Remember the ugly kitchen in the my new apartment? The one with the kale chip counters, the cherry-colored doors and the backsplash made out of what are very clearly floor tiles? Yeah, that’s the one. Check out what I just did with the backsplash, though! This was a weekend project that I put very little planning into, and I am really, really happy with the result.

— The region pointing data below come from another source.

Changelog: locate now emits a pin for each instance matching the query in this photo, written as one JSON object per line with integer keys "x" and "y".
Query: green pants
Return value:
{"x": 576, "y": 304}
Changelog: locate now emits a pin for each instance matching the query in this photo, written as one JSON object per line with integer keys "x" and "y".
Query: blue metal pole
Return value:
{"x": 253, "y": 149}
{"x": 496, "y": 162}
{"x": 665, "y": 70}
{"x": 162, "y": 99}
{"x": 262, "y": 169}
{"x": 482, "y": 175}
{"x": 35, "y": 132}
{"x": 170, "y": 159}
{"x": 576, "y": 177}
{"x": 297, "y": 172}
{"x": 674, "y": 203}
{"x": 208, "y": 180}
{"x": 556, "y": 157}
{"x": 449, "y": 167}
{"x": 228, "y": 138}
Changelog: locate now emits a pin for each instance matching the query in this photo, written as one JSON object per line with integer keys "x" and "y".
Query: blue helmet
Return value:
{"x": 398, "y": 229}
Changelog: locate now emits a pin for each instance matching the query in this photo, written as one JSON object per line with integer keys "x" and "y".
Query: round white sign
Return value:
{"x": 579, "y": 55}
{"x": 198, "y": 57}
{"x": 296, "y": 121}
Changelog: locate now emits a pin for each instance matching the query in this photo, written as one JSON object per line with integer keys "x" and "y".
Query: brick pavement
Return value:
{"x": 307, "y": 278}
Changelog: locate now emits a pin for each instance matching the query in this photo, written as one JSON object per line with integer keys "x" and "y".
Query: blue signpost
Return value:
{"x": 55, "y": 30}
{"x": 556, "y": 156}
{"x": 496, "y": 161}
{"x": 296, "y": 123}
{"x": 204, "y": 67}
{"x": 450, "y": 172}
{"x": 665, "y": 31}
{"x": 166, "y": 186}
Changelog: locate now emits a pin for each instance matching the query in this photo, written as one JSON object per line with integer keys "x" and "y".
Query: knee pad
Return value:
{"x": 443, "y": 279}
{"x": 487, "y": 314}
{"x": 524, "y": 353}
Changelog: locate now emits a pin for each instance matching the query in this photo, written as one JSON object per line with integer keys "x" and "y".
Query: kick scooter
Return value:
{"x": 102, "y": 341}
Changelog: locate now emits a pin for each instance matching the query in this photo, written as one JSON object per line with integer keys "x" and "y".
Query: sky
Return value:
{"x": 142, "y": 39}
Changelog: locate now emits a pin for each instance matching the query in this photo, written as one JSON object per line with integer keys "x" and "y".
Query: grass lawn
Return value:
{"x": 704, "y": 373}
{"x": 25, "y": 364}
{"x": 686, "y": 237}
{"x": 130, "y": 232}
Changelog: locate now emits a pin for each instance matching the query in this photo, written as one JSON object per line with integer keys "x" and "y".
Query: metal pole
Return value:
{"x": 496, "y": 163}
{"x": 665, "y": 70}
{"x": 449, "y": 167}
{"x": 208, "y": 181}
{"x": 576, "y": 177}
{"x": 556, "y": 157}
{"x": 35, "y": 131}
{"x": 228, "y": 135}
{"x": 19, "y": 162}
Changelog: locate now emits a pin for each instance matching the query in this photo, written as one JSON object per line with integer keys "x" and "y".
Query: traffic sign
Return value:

This is light years better, right? I kind of don’t even hate the kitchen anymore. Don’t get me wrong, if the landlord suddenly asked me to do a gut renovation I’d start this weekend, but in the very likely event that he doesn’t, I’m totally OK with how the kitchen looks now. It’s pretty amazing how well that color (yes, it’s Benjamin Moore Deep Space again) neutralizes the red tones in all of the wood in this apartment. The cabinet color is actually tolerable now! When we picked out the paint we made sure it picked up on some of the gray undertones in the countertop, too. They look more black than green now, which is a very good thing.
So basically all I did here was cover up the tile with plywood that I painted a pattern on. It’s held in place with Velcro, so I can remove it anytime with no permanent effect.
Here’s a step-by-step…
1. I used 1/4″ pre-sanded baltic birch plywood (not luan). I needed 3 2×4′ panels to do this backsplash. They were about $8 each. I chose ply over masonite/MDF primarily because it’s much lighter weight.

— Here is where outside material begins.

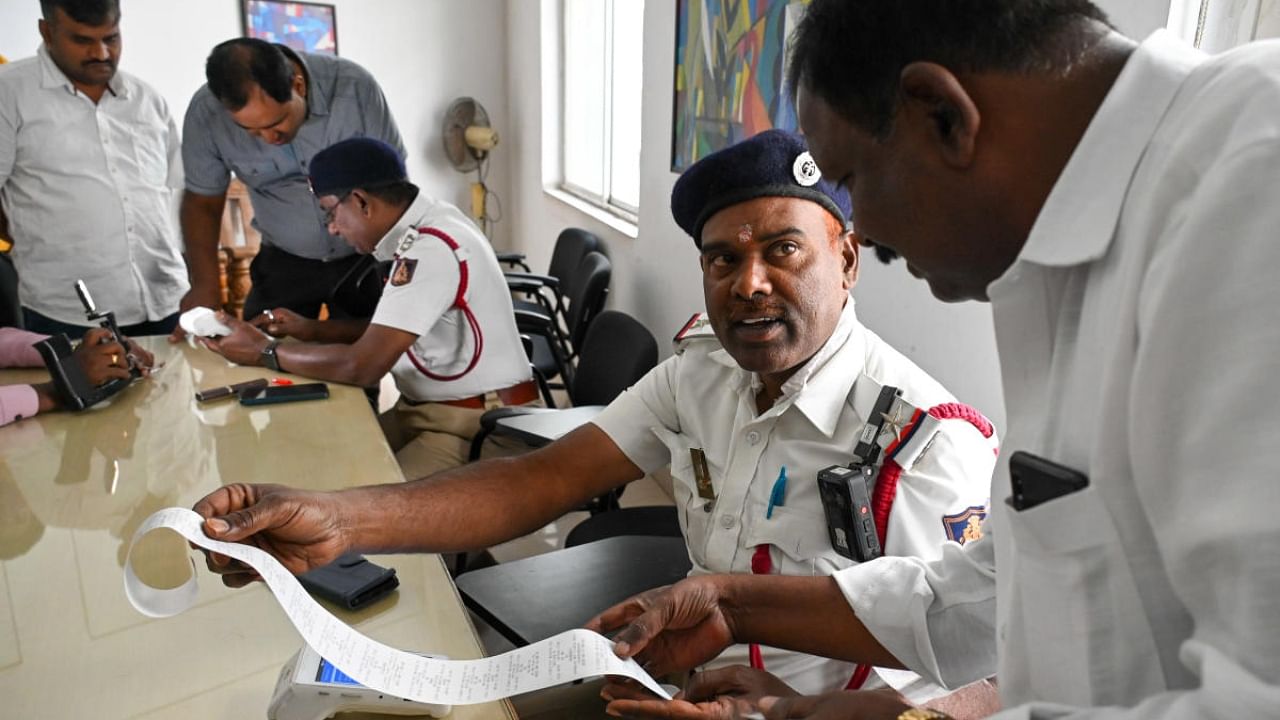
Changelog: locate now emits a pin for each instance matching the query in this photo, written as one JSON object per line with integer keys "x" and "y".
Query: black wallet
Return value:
{"x": 351, "y": 582}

2. I measured out the panel dimensions, then did all of my cuts with a jigsaw. I’m sure I could’ve gotten more perfect lines with a circular saw, but ours is up at the house and I just wanted to get this done. I have a pretty steady hand, so the jigsaw really was fine.
3. To cut out the opening for the outlet, I drilled a hole first so I could get the saw blade in.
4. I test-fit the panels to make sure everything lined up right.
5. I gave the plywood a coat of primer. It’s really important to prime BOTH sides when you’re dealing with flexible stuff like beadboard, molding trim pieces and thin ply, otherwise you’re going to have a lot of warping. Trust me, it’s worth the extra time.
6. One coat of my base color was enough. I let it dry for about 3 hours before getting started on the pattern — I used that time to figure out what I was going to paint! There aren’t any progress photos of the pattern-painting, but I just used primer and little foam brush to paint it on freehand. (And yes, it took forever.) You could certainly use a stencil or stamp or whatever, but I didn’t want any repeats in my pattern. Every little line is unique.
7. This might sound crazy, but I was a little worried about the original white backsplash showing through the seams of the dark panels, so I put some strips of painter’s tape on a sheet of aluminum foil and…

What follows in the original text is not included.